Evaluation criteria. - Correctly classifies all listed cases. - The even-n branch never returns MONTGOMERY. - Justification cites amortization, the odd-modulus restriction, and compiler strength-reduction.
Benchmark Task¶
Task B — Division-vs-shift micro-benchmark¶
Problem. Empirically demonstrate that the hardware division behind % is the bottleneck. Time a tight loop of (a*b) % n (division) against a tight loop of a single REDC (shift-based) for the same number of iterations, with a runtime (non-constant) modulus so the compiler cannot strength-reduce.
Starter — Python.
import time
class Mont:
def __init__(self, n, k=64):
self.n, self.k = n, k
self.R, self.mask = 1 << k, (1 << k) - 1
self.np = (-pow(n, -1, self.R)) % self.R
self.r2 = (self.R * self.R) % n
def redc(self, t):
m = ((t & self.mask) * self.np) & self.mask
u = (t + m * self.n) >> self.k
return u - self.n if u >= self.n else u
def mul(self, a, b): return self.redc(a * b)
def main():
import random
n = random.choice([1_000_000_007, 998_244_353]) # runtime modulus
m = Mont(n)
a = m.r2 # some Montgomery-form value
iters = 200_000
t0 = time.perf_counter()
acc = 1
for _ in range(iters):
acc = (acc * a) % n # division-based
td = (time.perf_counter() - t0) * 1000
t0 = time.perf_counter()
acc = a
for _ in range(iters):
acc = m.mul(acc, a) # REDC-based (shift)
tr = (time.perf_counter() - t0) * 1000
print(f"division loop: {td:.2f} ms REDC loop: {tr:.2f} ms")
if __name__ == "__main__":
main()
Evaluation criteria. - Same runtime modulus across Go, Java, Python (so no compiler strength-reduction of %). - In compiled languages, the REDC loop is faster than the division loop; report the ratio. - Note that CPython's big-int % is C-level, so the shape (division dominates) matters more than the absolute numbers there; the concrete win is in Go/Java/C. - Report mean over ≥ 3 runs; exclude setup time.

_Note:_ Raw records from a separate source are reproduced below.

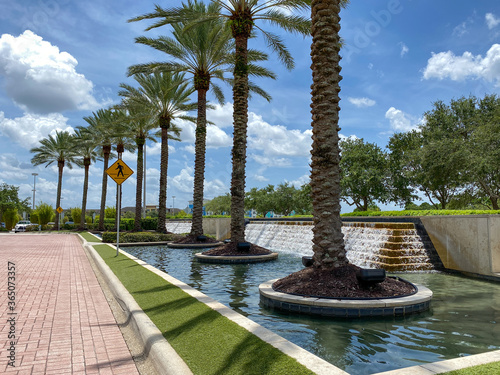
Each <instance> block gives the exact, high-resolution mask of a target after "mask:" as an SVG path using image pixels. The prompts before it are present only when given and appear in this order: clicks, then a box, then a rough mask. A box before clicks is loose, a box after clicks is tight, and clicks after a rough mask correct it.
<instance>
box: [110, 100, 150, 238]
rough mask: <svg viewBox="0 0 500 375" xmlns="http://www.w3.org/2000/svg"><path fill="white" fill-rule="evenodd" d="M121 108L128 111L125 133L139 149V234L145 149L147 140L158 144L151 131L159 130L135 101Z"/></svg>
mask: <svg viewBox="0 0 500 375" xmlns="http://www.w3.org/2000/svg"><path fill="white" fill-rule="evenodd" d="M128 94H131V93H130V92H128V91H120V93H119V95H121V96H125V97H127V96H128ZM121 106H122V107H123V108H124V109H126V110H127V111H128V114H129V115H128V121H126V122H125V123H124V126H125V132H126V134H128V135H129V137H130V138H133V139H134V140H135V144H136V148H137V177H136V178H137V185H136V190H135V220H134V231H136V232H139V231H140V230H141V229H142V228H141V209H142V183H143V177H144V147H145V145H146V140H150V141H153V142H156V138H155V137H153V136H151V134H150V133H151V131H152V130H153V129H155V128H157V127H158V126H157V124H156V122H155V121H153V119H152V118H151V116H149V114H148V113H145V112H144V110H143V108H141V107H140V106H139V105H137V103H135V102H134V101H133V100H131V101H127V100H124V101H123V102H122V104H121ZM144 204H146V202H144Z"/></svg>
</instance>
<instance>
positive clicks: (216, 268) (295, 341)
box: [127, 246, 500, 375]
mask: <svg viewBox="0 0 500 375" xmlns="http://www.w3.org/2000/svg"><path fill="white" fill-rule="evenodd" d="M127 251H128V252H130V253H131V254H133V255H135V256H137V257H138V258H140V259H142V260H144V261H146V262H148V263H150V264H152V265H153V266H155V267H157V268H159V269H161V270H163V271H165V272H167V273H169V274H170V275H172V276H173V277H175V278H177V279H179V280H181V281H183V282H185V283H187V284H189V285H191V286H192V287H194V288H196V289H198V290H200V291H201V292H203V293H205V294H207V295H208V296H210V297H212V298H214V299H216V300H218V301H220V302H221V303H223V304H225V305H226V306H229V307H231V308H233V309H234V310H236V311H238V312H239V313H241V314H243V315H245V316H248V317H249V318H250V319H252V320H254V321H256V322H257V323H259V324H261V325H263V326H264V327H266V328H268V329H270V330H272V331H274V332H276V333H277V334H279V335H281V336H283V337H285V338H286V339H287V340H290V341H292V342H294V343H295V344H297V345H299V346H301V347H303V348H305V349H307V350H309V351H310V352H312V353H314V354H316V355H318V356H320V357H322V358H324V359H325V360H327V361H329V362H331V363H333V364H335V365H336V366H338V367H340V368H343V369H344V370H346V371H347V372H349V373H353V374H361V375H362V374H371V373H376V372H381V371H388V370H391V369H396V368H402V367H408V366H414V365H418V364H421V363H427V362H435V361H439V360H443V359H449V358H455V357H460V356H465V355H470V354H477V353H482V352H485V351H488V350H498V349H500V343H499V342H498V337H499V335H500V326H499V324H497V322H499V321H500V285H499V284H498V283H493V282H487V281H481V280H472V279H468V278H464V277H460V276H455V275H444V274H439V273H425V274H423V273H411V274H405V275H404V277H405V278H406V279H408V280H410V281H412V282H415V283H419V284H422V285H425V286H427V287H428V288H430V289H431V290H432V291H433V293H434V297H433V300H432V302H431V309H430V310H429V311H427V312H425V313H422V314H418V315H413V316H409V317H400V318H376V319H358V320H350V321H343V320H336V321H332V320H329V319H322V318H315V317H308V316H303V315H293V314H283V313H280V312H277V311H271V310H269V309H266V308H263V307H261V306H259V293H258V286H259V284H261V283H262V282H264V281H267V280H270V279H275V278H279V277H283V276H286V275H288V274H290V273H291V272H294V271H297V270H299V269H301V268H302V265H301V259H300V257H299V256H294V255H293V254H286V253H280V256H279V259H278V260H277V261H275V262H267V263H259V264H247V265H214V264H204V263H199V262H197V261H196V260H193V254H194V253H195V252H199V251H200V250H188V249H175V250H174V249H167V248H166V247H162V246H160V247H154V248H151V247H149V248H145V247H136V248H127Z"/></svg>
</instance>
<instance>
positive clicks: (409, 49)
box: [399, 42, 410, 57]
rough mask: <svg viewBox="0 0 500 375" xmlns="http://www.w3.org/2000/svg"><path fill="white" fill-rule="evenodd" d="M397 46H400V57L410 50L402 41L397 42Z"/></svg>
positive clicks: (406, 52) (403, 55) (407, 52)
mask: <svg viewBox="0 0 500 375" xmlns="http://www.w3.org/2000/svg"><path fill="white" fill-rule="evenodd" d="M399 46H400V47H401V53H400V54H401V57H403V56H404V55H406V54H407V53H408V52H410V49H409V48H408V46H407V45H406V44H404V43H403V42H399Z"/></svg>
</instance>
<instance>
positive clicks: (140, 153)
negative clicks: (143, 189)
mask: <svg viewBox="0 0 500 375" xmlns="http://www.w3.org/2000/svg"><path fill="white" fill-rule="evenodd" d="M135 142H136V144H137V187H136V190H135V221H134V231H135V232H140V230H141V216H142V215H141V209H142V176H143V173H144V168H143V167H144V164H143V157H144V143H145V139H144V138H136V139H135Z"/></svg>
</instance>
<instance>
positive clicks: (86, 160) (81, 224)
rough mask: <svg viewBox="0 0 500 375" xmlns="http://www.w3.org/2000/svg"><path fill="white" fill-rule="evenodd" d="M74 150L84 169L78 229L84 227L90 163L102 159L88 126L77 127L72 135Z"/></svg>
mask: <svg viewBox="0 0 500 375" xmlns="http://www.w3.org/2000/svg"><path fill="white" fill-rule="evenodd" d="M74 137H75V138H74V141H75V152H76V153H77V155H78V156H79V157H80V158H81V160H77V161H76V163H77V164H78V165H79V166H83V167H84V169H85V178H84V181H83V196H82V216H81V219H80V229H82V230H83V229H85V212H86V210H87V193H88V187H89V169H90V164H91V163H95V162H96V160H102V159H101V158H100V157H99V153H98V150H97V149H98V140H96V139H95V138H94V137H93V134H92V132H91V131H89V130H88V128H84V127H81V126H79V127H77V129H76V131H75V135H74Z"/></svg>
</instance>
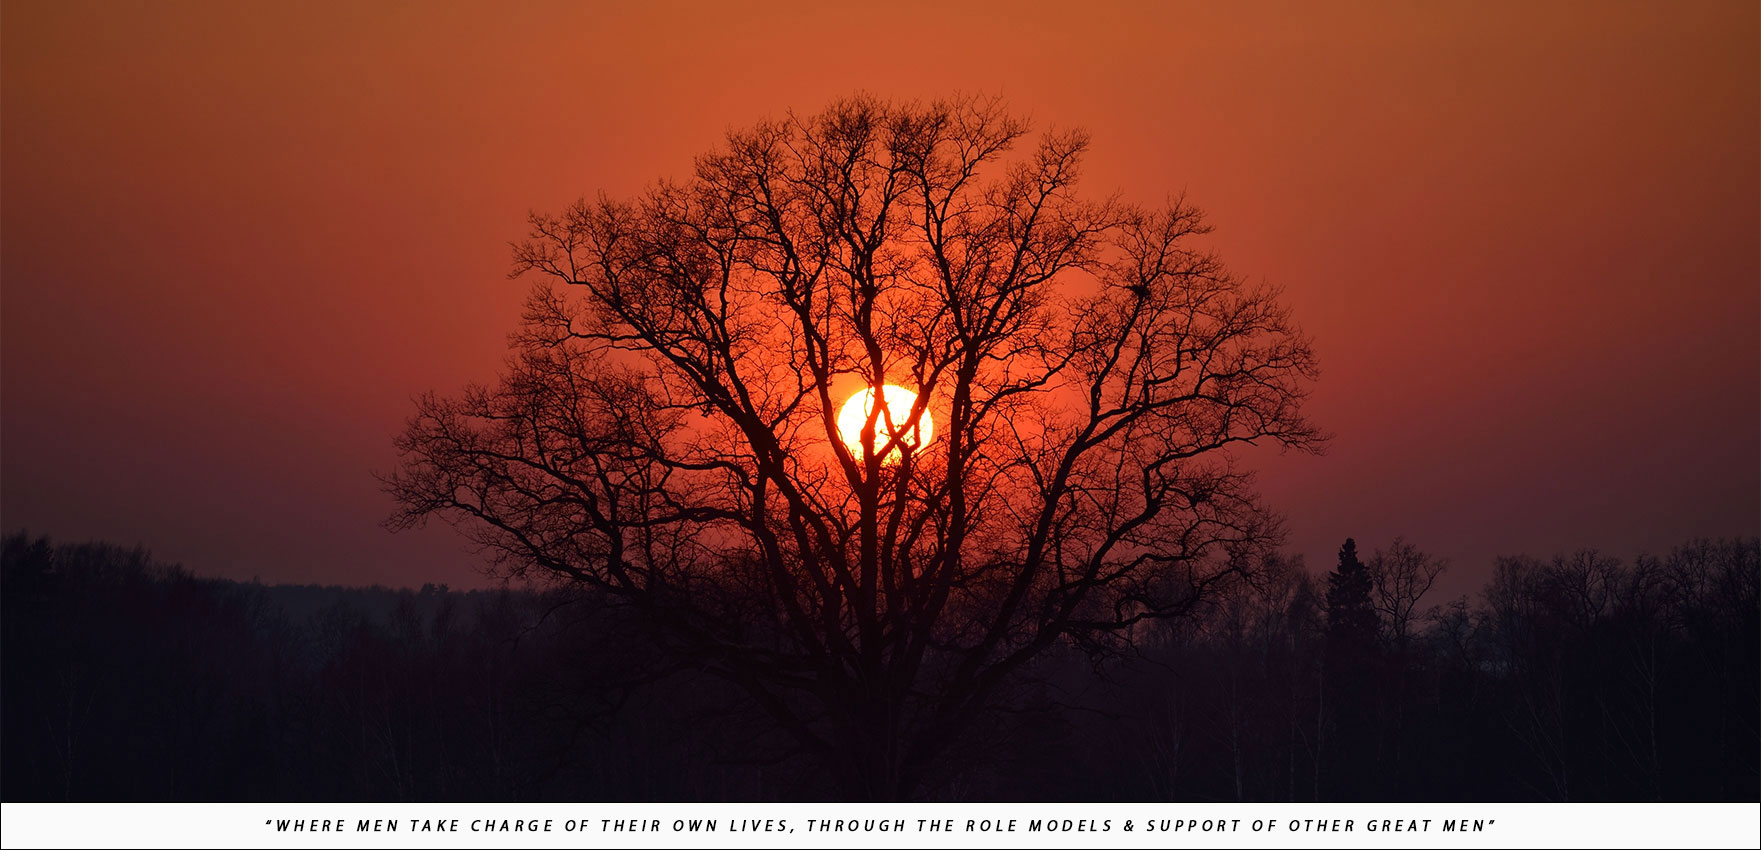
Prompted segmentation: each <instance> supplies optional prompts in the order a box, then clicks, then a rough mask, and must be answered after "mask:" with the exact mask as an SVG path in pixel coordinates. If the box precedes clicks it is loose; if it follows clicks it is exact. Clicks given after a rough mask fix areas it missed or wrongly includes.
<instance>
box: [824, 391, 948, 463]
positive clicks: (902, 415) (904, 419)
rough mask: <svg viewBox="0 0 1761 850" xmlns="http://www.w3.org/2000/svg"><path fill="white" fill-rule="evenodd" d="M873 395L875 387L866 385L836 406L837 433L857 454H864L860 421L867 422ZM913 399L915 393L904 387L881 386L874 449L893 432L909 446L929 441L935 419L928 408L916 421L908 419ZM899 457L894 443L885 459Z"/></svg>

General Guidance for All Tasks¶
- Always validate against the plain oracle first. Every task references
(a*b) % nor the built-inpow(a, b, n). Run it on small inputs, diff, then trust the fast version. - Assert the modulus is odd for Montgomery. Fail loudly; route even moduli to Barrett.
- Verify the magic constant once:
n·n' ≡ -1 (mod R)andfrom_mont(to_mont(x)) == x. - Never skip the conditional subtraction (except in the deliberate redundant-representation Task 12, where you prove the bound).
- Mind the 128-bit product: in Go/Java/C,
a*bof two 64-bit values overflows; usebits.Mul64/Math.multiplyHigh/__int128. - Don't use Montgomery for a single multiply — converting in and out costs more than one
%. - Reuse the context. Compute
n'andR² mod n(or Barrettμ) once per modulus, never per operation. - Remember the Montgomery identity is
R mod n, not1. Accumulators in modpow start atto_mont(1). - Branchless subtract only where you prove the bound (Task 12); elsewhere the plain conditional subtraction is correct and clear.
-
The candidate in Miller-Rabin is odd after the small-prime screen, which is exactly why Montgomery applies in Task 8.
-
Cross-check the magic constant with
n·n' ≡ R - 1 (mod R)in every task that computesn'. - For Barrett, keep inputs
< n²— the quotient bound (≤ 2 corrections) assumes it.
Each task must be implemented and tested in Go, Java, and Python, with identical outputs across all three on the same inputs.